Continuing on from last week’s Becky’s Affiliated: Understanding the Asian Market Part 1 with Patrick Jay, this week we’ll cover relationships with brokers and partners, two things you will need as a Western company entering the East.
Same as with Jay, at the iGaming Super Show in June, I spoke with David Jung who has worked within the Asian poker market since 2007 and is currently serving as the CEO of Hero Poker. Jung is an expert in how to manage broker and partner relationships in Asia and during our interview he revealed methods for Westerners on how to identify and build such relationships.
Entering Asia from the West- First Steps
Before attempting to work with brokers, its important to know exactly what you wish to accomplish in the Asian market and to have done as much research as possible in advance. Its also important to know in advance how committed your organization is to penetrating the Asian market.
“I think [companies looking to enter Asia] already need to have sign-off with their board as to how much commitment they really want to engage into Asia. I mean this is not, how do I say, there are no low hanging fruits in Asia. The local population has a hold on it”, said Jung.
He continued, “If there’s something that’s doing well in the West, the Asians are probably doing it on a much lower level so what you’re looking for in a really good project is bringing to bear your international or your know-how capabilities, so you need board approval for that.
And you have to have a clear idea of which markets you really want to address, you can’t just be a general feasibility project. You really need to do that research beforehand and find the right broker that will get you in touch with the real decision makers”.
Role of the Broker- How Big or How Small?
So now we know a broker is necessary, but how deep of a relationship should we be building with that broker?
“It depends”, said Jung. “If the broker is just someone to give the introduction and then they pass it off, its very clear, but if the broker is someone who does business with the partner group, or they are already sourcing projects in a long term, then you really need to work with that broker.
That broker can also help maintain that relationship afterwards and again, the key word is relationship. But you should never get rid of your broker unless your partners tell you to get rid of him”.
Choosing your Partner
Establishing a local partner in the Asian market is essential for success and its up to you as an organization to win them over.
“You don’t really choose your partner, the partner is the one who can actually make the project really happen. So whether it’s a political support, or whether it’s an understanding of the business environment, or whether they hold the distribution line, the partner will be pretty much one of two partners that you are to work with, so its whether they accept you rather than you choosing them”, explained Jung.

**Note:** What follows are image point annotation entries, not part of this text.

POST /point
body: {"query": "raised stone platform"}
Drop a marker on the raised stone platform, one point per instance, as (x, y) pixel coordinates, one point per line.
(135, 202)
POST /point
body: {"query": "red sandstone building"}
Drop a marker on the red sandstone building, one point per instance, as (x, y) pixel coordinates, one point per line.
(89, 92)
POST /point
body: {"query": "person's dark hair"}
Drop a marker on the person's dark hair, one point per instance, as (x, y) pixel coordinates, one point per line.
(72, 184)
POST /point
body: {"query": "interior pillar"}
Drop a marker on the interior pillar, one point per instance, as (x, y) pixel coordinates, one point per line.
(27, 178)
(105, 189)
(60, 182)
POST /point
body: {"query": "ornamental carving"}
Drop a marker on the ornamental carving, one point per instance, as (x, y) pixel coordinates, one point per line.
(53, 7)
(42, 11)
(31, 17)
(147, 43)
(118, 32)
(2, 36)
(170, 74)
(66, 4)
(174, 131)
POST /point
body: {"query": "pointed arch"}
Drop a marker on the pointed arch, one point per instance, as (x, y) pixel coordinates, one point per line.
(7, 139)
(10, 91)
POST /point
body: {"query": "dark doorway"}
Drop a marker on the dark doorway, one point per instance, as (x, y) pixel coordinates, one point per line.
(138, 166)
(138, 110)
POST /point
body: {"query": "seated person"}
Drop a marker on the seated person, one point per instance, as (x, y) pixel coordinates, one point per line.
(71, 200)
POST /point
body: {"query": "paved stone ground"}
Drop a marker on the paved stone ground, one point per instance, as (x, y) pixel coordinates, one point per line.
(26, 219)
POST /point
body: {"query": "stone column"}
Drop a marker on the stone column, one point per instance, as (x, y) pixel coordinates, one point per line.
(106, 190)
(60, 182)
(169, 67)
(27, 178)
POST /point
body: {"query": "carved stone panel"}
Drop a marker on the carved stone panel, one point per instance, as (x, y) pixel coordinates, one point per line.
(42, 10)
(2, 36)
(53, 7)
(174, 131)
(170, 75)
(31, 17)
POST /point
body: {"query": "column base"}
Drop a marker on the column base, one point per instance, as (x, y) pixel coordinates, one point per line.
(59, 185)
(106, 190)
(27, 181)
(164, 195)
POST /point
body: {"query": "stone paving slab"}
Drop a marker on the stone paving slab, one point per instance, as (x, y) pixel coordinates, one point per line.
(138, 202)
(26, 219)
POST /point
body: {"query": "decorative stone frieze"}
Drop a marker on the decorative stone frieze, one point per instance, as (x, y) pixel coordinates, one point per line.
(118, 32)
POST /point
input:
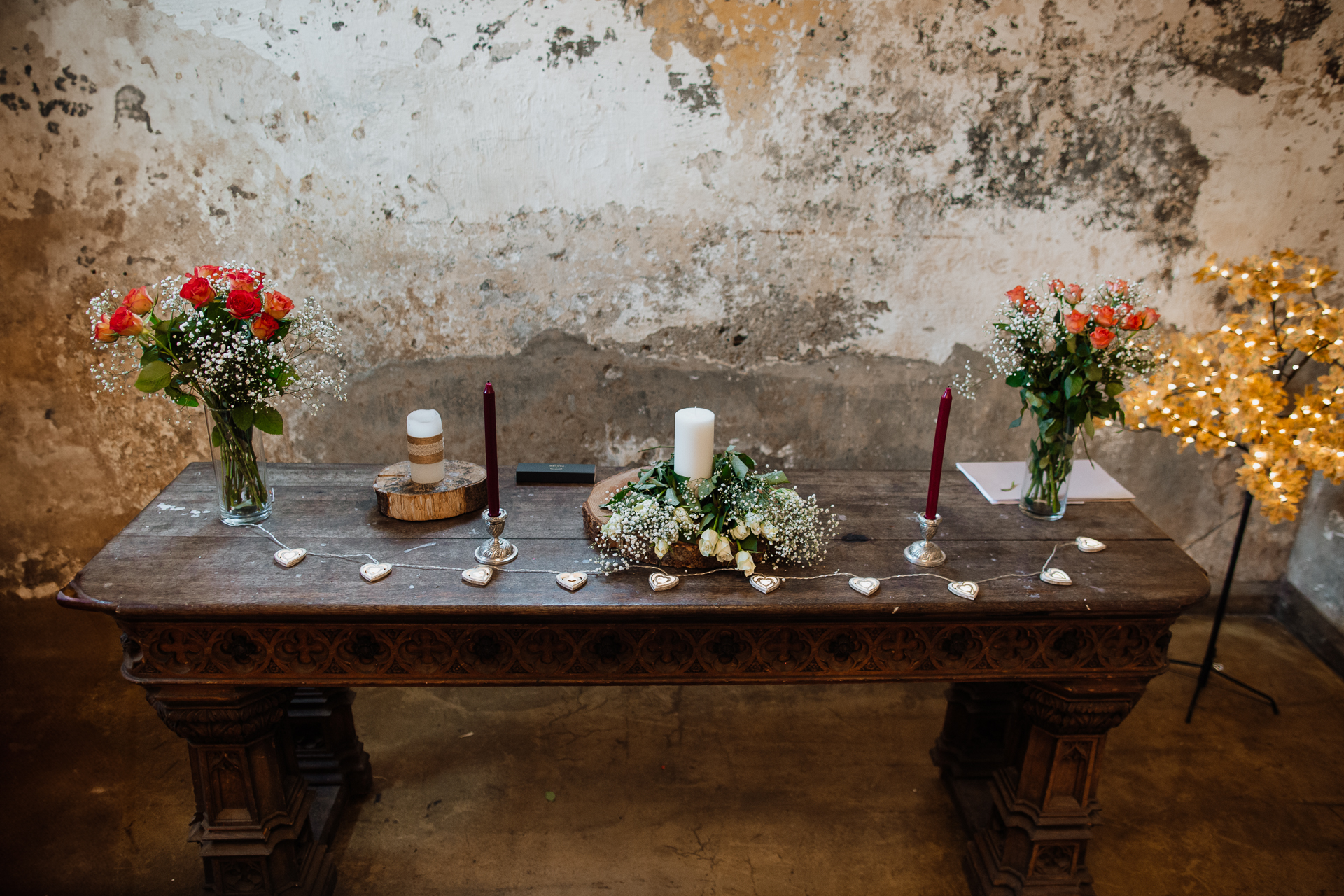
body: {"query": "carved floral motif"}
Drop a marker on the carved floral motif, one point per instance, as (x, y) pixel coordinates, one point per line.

Building & Maintaining a Relationship with your Partner
Once you have a partner, its important to build and maintain that relationship in every way possible. Asian culture is different than Western culture when it comes to business relationships, so its essential to understand the local practices and to follow them without fail.
“I think the biggest thing is you really need to meet with them, you need to literally almost become friends with them and you need to bring your heavy hitters”, Jung explained.
“Another thing too in terms of expectations, do not look towards the low hanging fruit. If that partner is already in that industry, they’re already eating the low hanging fruit. They want you to come in to bring something substantial.
I guess the last thing is the relationship, relationship, relationship – keep that open, keep the dialogue open and even if their demands seem a little bit outlandish, buy some time. Buy some time and just work it out with them because if that trust is there, they are always willing to work it out with you”.